I had a dream last night that I was talking to Oliver and I was like, "I wish you were back. Not because I want to date you or anything, but I just wish you were back." And then we looked each other in the eyes, but his eyes were the wrong color. Then I was upset in my dream once I realized that I was making his eyes the wrong color. And that's pretty much the first dream I've had about him and I don't know what any of that means.
my dream
we were touring a building and there was someone else with us, another girl. But you went to the second story and jumped off into a big balloon thing that was supposed to cushion your fall but you still hurt yourself but you got up anyway. I ran over to you, which surprised me and I hugged you because you looked like you were about to fall. You did and I kind of sank down with you. I cradled your head and upper body in my lap, while kind of bending over you so my face was near your left shoulder. You were wearing a dark green sweater and you asked me to eat lunch with you, quietly so no else could hear and I whispered yes into the sleeve of your shirt, so intimately that it was clear that something had changed between us. You asked in a way that seemed like a cry for help because you wanted me to help you to the lunch room and you wanted me to be there with you. Your name was Oliver. I’m guessing that this dream was a reaction to the news of your death which has stayed with me more than I thought it would. As soon as I woke up and thought about the dream, my immediate thought was “Why couldn’t I have helped him like that when he was alive and struggling?” I’m not sure why I feel guilty or like I could’ve done something to change what happened because I barely knew you and I’m sure your friends feel unimaginably worse than I do but I still feel this way. Maybe it’s just my subconscious but I’m sorry, Oliver, that I couldn’t do anything to help you.

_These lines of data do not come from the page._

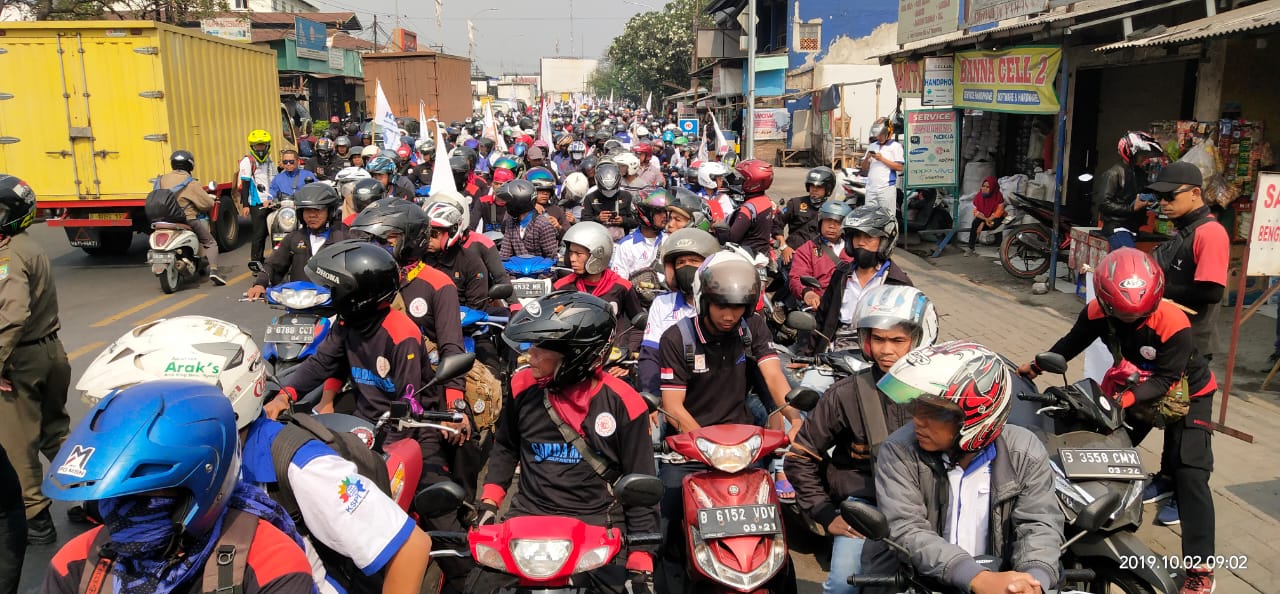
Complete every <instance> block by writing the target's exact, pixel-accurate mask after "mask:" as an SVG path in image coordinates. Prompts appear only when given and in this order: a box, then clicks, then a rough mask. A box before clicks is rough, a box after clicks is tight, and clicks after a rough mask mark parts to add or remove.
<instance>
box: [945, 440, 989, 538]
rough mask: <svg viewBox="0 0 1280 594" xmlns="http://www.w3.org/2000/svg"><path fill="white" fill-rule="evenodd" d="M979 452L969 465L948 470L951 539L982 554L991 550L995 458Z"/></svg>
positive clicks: (957, 467) (946, 529) (947, 514)
mask: <svg viewBox="0 0 1280 594" xmlns="http://www.w3.org/2000/svg"><path fill="white" fill-rule="evenodd" d="M993 457H995V456H979V457H978V458H975V460H974V462H973V463H972V465H969V467H968V469H961V467H960V466H956V467H954V469H951V470H950V471H947V481H948V483H950V485H951V488H950V489H948V492H950V499H948V504H947V527H946V533H947V540H950V542H951V544H955V545H956V547H960V548H963V549H965V550H966V552H968V553H969V554H972V556H974V557H978V556H982V554H987V533H988V531H989V529H991V460H992V458H993Z"/></svg>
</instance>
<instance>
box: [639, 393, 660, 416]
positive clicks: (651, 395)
mask: <svg viewBox="0 0 1280 594" xmlns="http://www.w3.org/2000/svg"><path fill="white" fill-rule="evenodd" d="M640 397H641V398H644V403H645V405H646V406H648V407H649V412H657V411H658V407H660V406H662V397H660V396H654V394H653V392H641V393H640Z"/></svg>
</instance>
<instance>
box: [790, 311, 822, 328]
mask: <svg viewBox="0 0 1280 594" xmlns="http://www.w3.org/2000/svg"><path fill="white" fill-rule="evenodd" d="M786 326H787V328H791V329H792V330H804V332H813V330H817V329H818V319H817V317H814V316H813V314H810V312H808V311H799V310H796V311H792V312H790V314H787V323H786Z"/></svg>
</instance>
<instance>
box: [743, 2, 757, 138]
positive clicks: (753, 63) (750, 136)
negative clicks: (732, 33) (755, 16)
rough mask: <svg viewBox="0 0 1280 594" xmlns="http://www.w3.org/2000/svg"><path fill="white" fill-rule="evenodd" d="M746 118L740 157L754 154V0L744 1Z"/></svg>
mask: <svg viewBox="0 0 1280 594" xmlns="http://www.w3.org/2000/svg"><path fill="white" fill-rule="evenodd" d="M746 12H748V15H746V118H744V120H745V122H742V138H745V140H746V141H745V142H742V159H751V157H753V156H754V155H755V152H754V151H755V0H748V1H746Z"/></svg>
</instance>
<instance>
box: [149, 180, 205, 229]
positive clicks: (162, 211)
mask: <svg viewBox="0 0 1280 594" xmlns="http://www.w3.org/2000/svg"><path fill="white" fill-rule="evenodd" d="M195 181H196V178H192V177H188V178H187V179H186V181H184V182H182V183H179V184H177V186H174V187H172V188H161V187H160V178H156V182H155V184H154V186H152V187H151V192H148V193H147V198H146V202H145V206H143V210H145V211H146V214H147V220H150V221H151V223H177V224H183V225H184V224H187V211H186V209H183V207H182V206H180V205H178V195H179V193H182V189H183V188H186V187H187V184H188V183H191V182H195Z"/></svg>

I only knew Oliver for 4 years more or less, but above all he was my first boyfriend, first kiss, first everything. I can’t even begin to tell you how much I loved him. I remember in 10th grade chemistry class when we sat next to each other. I thought he was the most intriguing guy in the world, yet I had no courage to talk to him. So I wasted a YEAR not once talking to him. But as fate would have it he got moved into my 11th grade physics class and I guess I got over my fear then. I’d go sit and talk with him after lunch before anyone came into class. So anyway, a few group chats, a Valentine’s day card, and a trebuchet project later we were an item for a while. And I can’t even express how happy he made me. Oliver was the sweetest, most caring person in the world. I was absolutely heart broken when we broke up because I knew I lost a really special guy. But we hung out a few times over the next year or so as friends and I’m so so happy we were able to do that. Although 4 years isn’t a long time, he made such an impact on me and I’m glad he was part of my life. Recently, I hoped I’d run into him at a party or something and catch up sometime. This is starting to sound rambly so anyway, Oliver meant a whole lot to me and I can’t even imagine what his best friends and family feel. I know we haven’t talked in two years, but he still holds a special place in my heart and always will. He was my first everything, and I’ll miss him. I’ve always missed him.